Apesar de todos os ardis administrativos ensaiados, as taxas de
insucesso e de abandono continuam altíssimas. Comparados com os de
outros países, os resultados escolares são desoladores. A preparação
técnica e cultural dos estudantes que terminam o secundário é
insuficiente. Deve ser o sector da vida portuguesa onde mais se
desperdiça e pior se gasta.
PROFESSORES. A convicção de que para educar mais e melhor são
precisos mais professores. A tal ponto que Portugal pode gabar-se de
ter um dos mais baixos números de alunos por professor. Situação que
é agravada pelo facto de existirem milhares de professores
destacados, requisitados e sem aulas. Assiste-se, aliás a um
fenómeno curioso: havendo, por imperativos demográficos, cada vez
menos estudantes, há cada vez mais professores. É possível que haja
muitos milhares de professores a mais. A recusa, que os professores
exprimem com veemência, de ver os pais participar na gestão da
escola ou de deixar as autarquias envolverem-se activamente na
educação, é obra cimeira da sua fortaleza de privilégios. O repúdio
pelos gestores profissionais, aceite pelos políticos do ministério,
é a expressão singela do seu poder.
CENTRALIZAÇÃO. A arrogância burocrática e estatal, acompanhada pela
estratégia dos sindicatos de professores, faz com que o Ministério
da Educação (e do Ensino Superior) tenha o desplante de querer
administrar, a partir de Lisboa, 12.000 escolas, mais de 200.000
professores e mais de milhão e meio de alunos. A desumanização das
escolas não podia ser melhor servida. A ineficiência é outro produto
deste dogma. Como se vê com o concurso anual de colocação de
professores. Da centralização, resulta ainda a uniformização, erro
maior. É a certeza vigente de que o sistema educativo deve ser
totalmente integrado, a fim de impor gestão e procedimentos únicos.
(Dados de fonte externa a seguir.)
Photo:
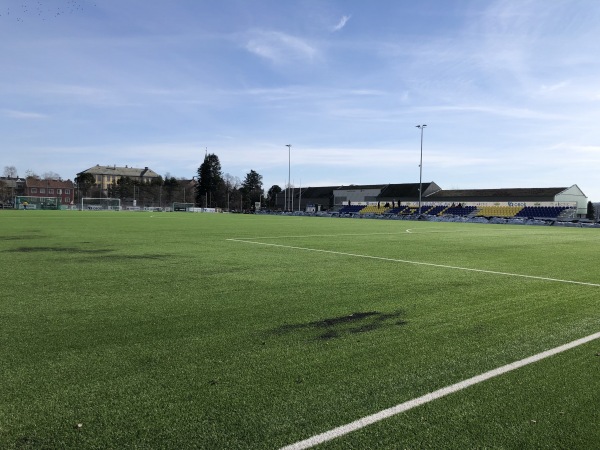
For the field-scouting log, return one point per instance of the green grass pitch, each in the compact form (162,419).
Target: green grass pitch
(179,330)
Este modelo, supostamente destinado a combater as desigualdades
sociais, é o mais forte incentivo à mediocridade. Na melhor das
hipóteses, à mediania. Também provoca a degradação do ensino público
e a fuga das classes médias para o privado.
MODAS. A adesão entusiasta a todas as modas que, sucessivamente, se
vão criando para a pedagogia, a organização curricular, a gestão
escolar, a avaliação e a elaboração de programas. Aquilo a que se
chama em Portugal o "facilitismo" é a coroa de glória destas modas:
estudar deve ser um prazer; nunca se deve chumbar; os exames são
fonte de "stress"; os professores e os estudantes são iguais em
responsabilidades, direitos e deveres; os "saberes" e as
"competências" são mais importantes do que os conhecimentos e o
treino; a cultura geral e os clássicos, numa palavra, a educação "livresca",
são privilégios das classes favorecidas. São disparates feitos
políticas.
SISTEMA FECHADO. O sistema educativo e as escolas estão organizados
de modo a proteger as instituições da sociedade. Isto é, a evitar o
controlo social, a interferência dos pais, o interesse das empresas,
o empenho dos profissionais e suas organizações e a responsabilidade
das autarquias. Assim, ninguém presta contas a ninguém. Ninguém é
responsável perante ninguém. Ou antes, os professores são
responsáveis diante deles próprios. O quartel-general deste sistema
reside no ministério, onde "especialistas", burocratas, professores
destacados e delegados sindicais governam de facto.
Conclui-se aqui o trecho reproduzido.